Out-Law News 3 min. read
08 May 2009, 5:59 pm
In a report submitted to both Houses of Parliament this week, the Ombudsman said she was "entirely unpersuaded" by the basis on which the Government dismissed many of the conclusions reached in her July 2008 paper Equitable Life: a decade of regulatory failure.
"The Government’s response to my report was deeply disappointing," she said. "It provided insufficient support for the rejection of my findings of maladministration and injustice. It also begged a rather larger question as to what the purpose of regulation was supposed to be."
The Ombudsman's most recent report, Injustice unremedied, has been drawn up under a special provision in the Parliamentary Commissioner Act that enables her to notify Parliament if it appears that injustice caused by maladministration has not been and will not be remedied.
In the 40 years since the office of Parliamentary Ombudsman was established, only four such reports have been laid before Parliament.
"Whether the response of the Government to my report is adequate or whether instead it constitutes an inappropriate attempt to act as judge and jury in its own cause is now a matter for Parliament to consider and debate," she concludes.
Equitable Life, the UK's oldest mutual life assurance company, closed its doors to new business in December 2000 and over the following months drastically reduced bonuses for all policyholders. Over a million policyholders are believed to have been affected, suffering losses estimated at more than £4 billion.
Last year, following "perhaps the most complex investigation ever undertaken by my office", the Ombudsman made 10 findings of maladministration on the part of regulators responsible for supervising the company, resulting in five instances of injustice to Equitable Life policyholders.
Injustice in some cases took the form of financial loss. Policyholders also lost opportunities to make informed savings and investment decisions and were left with a "justifiable sense of outrage".
The report recommended that the public bodies concerned apologise for the "serial regulatory failure" that had occurred and that the Government set up an independent compensation scheme to assess individual policyholder's claims.
In its response, the Government accepted four instances of potential injustice resulting from maladministration and apologised for those failings. But in most cases, the acceptance was limited in scope and other findings were rejected in their entirety.

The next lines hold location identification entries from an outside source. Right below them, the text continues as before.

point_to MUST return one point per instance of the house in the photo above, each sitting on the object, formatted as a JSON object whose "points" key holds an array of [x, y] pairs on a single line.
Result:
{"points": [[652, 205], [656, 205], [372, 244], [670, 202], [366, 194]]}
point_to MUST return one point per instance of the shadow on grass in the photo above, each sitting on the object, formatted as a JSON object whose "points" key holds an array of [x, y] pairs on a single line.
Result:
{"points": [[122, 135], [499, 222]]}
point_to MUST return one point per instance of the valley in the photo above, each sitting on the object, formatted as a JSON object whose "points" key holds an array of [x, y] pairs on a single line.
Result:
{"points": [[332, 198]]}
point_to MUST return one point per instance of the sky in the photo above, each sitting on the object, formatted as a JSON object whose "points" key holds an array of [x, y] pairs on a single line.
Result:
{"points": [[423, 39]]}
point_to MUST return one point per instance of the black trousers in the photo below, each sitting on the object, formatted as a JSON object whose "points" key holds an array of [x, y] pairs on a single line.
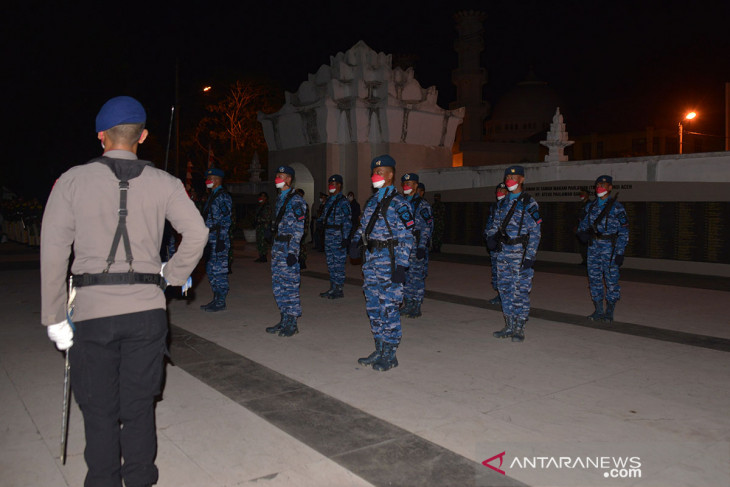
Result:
{"points": [[116, 375]]}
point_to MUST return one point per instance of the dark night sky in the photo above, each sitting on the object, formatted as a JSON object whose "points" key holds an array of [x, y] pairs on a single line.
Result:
{"points": [[617, 64]]}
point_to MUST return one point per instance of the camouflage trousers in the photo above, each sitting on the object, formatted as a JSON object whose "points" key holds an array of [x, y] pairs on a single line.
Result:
{"points": [[601, 268], [415, 286], [217, 270], [382, 297], [285, 280], [336, 257], [514, 284]]}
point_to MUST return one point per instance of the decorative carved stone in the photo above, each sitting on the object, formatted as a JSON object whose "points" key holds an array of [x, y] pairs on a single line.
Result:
{"points": [[557, 139]]}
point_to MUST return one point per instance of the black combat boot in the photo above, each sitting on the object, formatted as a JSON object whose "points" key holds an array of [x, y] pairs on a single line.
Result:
{"points": [[519, 333], [507, 330], [598, 313], [205, 307], [336, 292], [277, 327], [219, 303], [327, 293], [373, 357], [289, 327], [608, 315], [387, 359]]}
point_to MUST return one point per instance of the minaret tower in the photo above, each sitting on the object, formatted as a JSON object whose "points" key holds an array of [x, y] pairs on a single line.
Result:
{"points": [[469, 77]]}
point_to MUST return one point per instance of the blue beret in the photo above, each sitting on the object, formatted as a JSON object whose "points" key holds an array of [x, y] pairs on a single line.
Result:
{"points": [[409, 176], [514, 170], [285, 170], [118, 111], [382, 161], [214, 171]]}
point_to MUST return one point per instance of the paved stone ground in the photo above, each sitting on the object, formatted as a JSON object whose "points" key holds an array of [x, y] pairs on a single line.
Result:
{"points": [[242, 407]]}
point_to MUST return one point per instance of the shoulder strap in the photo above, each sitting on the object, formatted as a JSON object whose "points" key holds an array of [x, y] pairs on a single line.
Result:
{"points": [[332, 207], [604, 212], [280, 215]]}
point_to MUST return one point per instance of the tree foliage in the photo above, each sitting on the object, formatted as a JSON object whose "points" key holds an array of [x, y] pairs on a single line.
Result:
{"points": [[230, 128]]}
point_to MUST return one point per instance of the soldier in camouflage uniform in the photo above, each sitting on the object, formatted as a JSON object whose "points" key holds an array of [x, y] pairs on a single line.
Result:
{"points": [[217, 215], [500, 192], [515, 231], [386, 236], [415, 286], [337, 222], [286, 232], [262, 221], [439, 223], [605, 229]]}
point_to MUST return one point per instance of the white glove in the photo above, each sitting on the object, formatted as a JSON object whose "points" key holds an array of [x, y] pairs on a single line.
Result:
{"points": [[61, 334]]}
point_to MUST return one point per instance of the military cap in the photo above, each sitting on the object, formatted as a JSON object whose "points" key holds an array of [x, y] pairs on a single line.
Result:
{"points": [[514, 171], [409, 176], [120, 110], [286, 170], [214, 171], [382, 161]]}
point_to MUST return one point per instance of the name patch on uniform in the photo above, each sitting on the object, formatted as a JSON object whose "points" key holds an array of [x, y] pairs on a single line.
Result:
{"points": [[536, 216], [405, 215], [426, 215]]}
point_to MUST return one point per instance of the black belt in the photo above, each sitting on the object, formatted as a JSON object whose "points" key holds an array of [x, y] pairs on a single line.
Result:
{"points": [[116, 278], [522, 240], [381, 244]]}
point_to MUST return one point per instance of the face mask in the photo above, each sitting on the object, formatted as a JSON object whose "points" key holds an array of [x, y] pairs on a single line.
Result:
{"points": [[378, 181]]}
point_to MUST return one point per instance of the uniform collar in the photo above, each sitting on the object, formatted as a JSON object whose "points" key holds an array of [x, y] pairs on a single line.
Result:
{"points": [[120, 154]]}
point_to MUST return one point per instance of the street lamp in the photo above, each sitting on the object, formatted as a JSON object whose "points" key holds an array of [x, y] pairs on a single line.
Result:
{"points": [[689, 116], [205, 89]]}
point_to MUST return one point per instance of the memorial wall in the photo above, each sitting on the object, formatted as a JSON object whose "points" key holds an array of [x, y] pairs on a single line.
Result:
{"points": [[673, 219]]}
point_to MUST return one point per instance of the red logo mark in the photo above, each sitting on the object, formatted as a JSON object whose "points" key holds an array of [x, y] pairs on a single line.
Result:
{"points": [[501, 458]]}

The Government also rejected the idea of an independent compensation fund. Instead it proposed an alternative scheme that would make discretionary payments to individuals who had suffered a "disproportionate impact" attributable to those instances of maladministration it accepts took place.
Sir John Chadwick, a former Lord Justice of the Court of Appeal, has been retained to advise the Government on the scheme and identify those losses attributable to maladministration, as opposed to losses caused by market conditions or the actions of Equitable Life itself.
In her new report, the Ombudsman criticises the Government for breaking the link between injustice resulting from maladministration and the provision of any remedy.
"The Government [has] asserted that financial regulation is a special case and that it is never appropriate for financial compensation to follow directly from regulatory failure constituting maladministration, regardless of the consequences for individual citizens of that failure," she states.
"The Government' alternative proposals ... proceed on an approach which does not accept the moral or any other imperative to provide an effective remedy for wrongs committed in the course of financial regulation."
The report points out that no detailed timetable has been announced for the discretionary scheme or any ground rules for defining what constitutes the "disproportionate impact" that will govern policyholders' eligibility to claim.
The Ombudsman concludes:
"Whatever the outcome of the work to be done by Sir John, it is clear that not everyone who has suffered injustice will be eligible for a payment and that not all of the injustice suffered will be put right. The injustice I identified in my report will not therefore be remedied as a result of the Government’s response."
The Government's stance on Equitable Life is also the subject of an application for judicial review issued in April by the Equitable Members Action Group.
The Ombudsman says it is not her present intention to take an active part in the proceedings, but she reserves her right to do so if she considers it appropriate.